MIT Professor Charged With Hiding Work for China

  • A Massachusetts Institute of Technology professor was charged with hiding work he did for the Chinese government while he was also collecting U.S. dollars for his nanotechnology research.
  • Gang Chen, 56, was arrested by federal agents at his home in Cambridge on charges including wire fraud.
  • While working for MIT, Chen entered into undisclosed contracts and held appointments with Chinese entities, including acting as an “overseas expert” for the Chinese government at the request of the People’s Republic of China Consulate Office in New York.
  • Chen did not disclose his connections to China, as is required on federal grant applications, authorities said.
  • He and his research group collected about $29 million in foreign dollars, including millions from a Chinese government funded university funded, while getting $19 million in grants from U.S federal agencies for his work at MIT since 2013.
  • Chen’s attorney said the professor “loves the United States and looks forward to vigorously defending these allegations.”
  • MIT said it is “deeply distressed” by Chen’s arrest. “MIT believes the integrity of research is a fundamental responsibility, and we take seriously concerns about improper influence in U.S. research.

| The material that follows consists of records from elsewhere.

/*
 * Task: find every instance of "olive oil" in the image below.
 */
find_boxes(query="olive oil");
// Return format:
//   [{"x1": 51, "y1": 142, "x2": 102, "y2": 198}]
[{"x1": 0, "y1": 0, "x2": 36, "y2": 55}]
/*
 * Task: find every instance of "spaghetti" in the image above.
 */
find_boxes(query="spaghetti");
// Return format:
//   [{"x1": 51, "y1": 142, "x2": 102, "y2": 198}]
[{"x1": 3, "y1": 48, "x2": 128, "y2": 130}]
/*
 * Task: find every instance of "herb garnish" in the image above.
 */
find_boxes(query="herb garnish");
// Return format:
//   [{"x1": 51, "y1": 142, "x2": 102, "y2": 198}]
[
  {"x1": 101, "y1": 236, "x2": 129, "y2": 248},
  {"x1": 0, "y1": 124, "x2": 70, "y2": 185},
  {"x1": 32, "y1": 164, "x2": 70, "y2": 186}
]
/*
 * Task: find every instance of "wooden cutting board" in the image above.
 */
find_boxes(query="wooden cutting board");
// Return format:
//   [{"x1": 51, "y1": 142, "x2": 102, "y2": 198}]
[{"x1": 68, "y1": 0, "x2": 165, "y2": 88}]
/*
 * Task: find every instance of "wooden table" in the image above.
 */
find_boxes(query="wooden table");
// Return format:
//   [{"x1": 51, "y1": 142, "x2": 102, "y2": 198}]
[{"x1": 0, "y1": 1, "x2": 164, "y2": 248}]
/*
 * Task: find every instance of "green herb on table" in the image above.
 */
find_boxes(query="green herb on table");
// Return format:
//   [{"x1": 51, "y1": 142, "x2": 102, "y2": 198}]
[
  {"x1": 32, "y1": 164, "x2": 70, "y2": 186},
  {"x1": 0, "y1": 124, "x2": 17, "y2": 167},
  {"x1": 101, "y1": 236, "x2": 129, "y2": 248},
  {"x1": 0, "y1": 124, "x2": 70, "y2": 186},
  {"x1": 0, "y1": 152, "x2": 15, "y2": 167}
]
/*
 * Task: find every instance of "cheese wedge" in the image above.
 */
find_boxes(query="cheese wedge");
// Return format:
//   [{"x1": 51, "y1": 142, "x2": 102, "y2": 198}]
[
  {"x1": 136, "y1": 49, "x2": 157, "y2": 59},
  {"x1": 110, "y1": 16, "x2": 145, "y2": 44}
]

Wikipedia Celebrates Twentieth Birthday

  • Wikipedia celebrated its 20th anniversary on January 15. It aims to spend the next 20 years further expanding free access to information.
  • Founded on January 15, 2001 by the American-British entrepreneur Jimmy Wales, Wikipedia is now the seventh-most popular website in the world, with its more than 55 million articles being consulted 15 billion times every month.
  • The website started in English but within two months had already launched in German and Swedish. It is now available in 309 languages.
  • But Wales doesn’t intend to stop there, with the languages of the developing world in the website’s sights.
  • In 2006, Wales set the goal of having 100,000 entries in Wikipedia for every language with more than one million speakers, but he recognized that Wikipedia is still at least 20 years from achieving that.
  • Wikipedia’s non-profit status nature make it an outlier among today’s internet dominated by the likes of Google and Facebook, and hark back to the web’s early idealistic days when the open-source movement harnessed the talents of volunteers to offer free access to tools and knowledge.
  • Wikipedia founder Jimmy Wales acknowledges he was afraid someone would beat him to creating a free online collaborative encyclopedia
  • Wikipedia continues to be a volunteer-driven effort, with each language site built up independently from original contributions rather than translated articles.
  • Unlike traditional encyclopedias, contributions by non-experts are welcome, which has driven innumerable debates about content and have led to restrictions on updating certain entries.
  • The website has also come in for criticism because its volunteers are overwhelmingly white males from Western countries, with critics saying it lacks information about women and developing nations.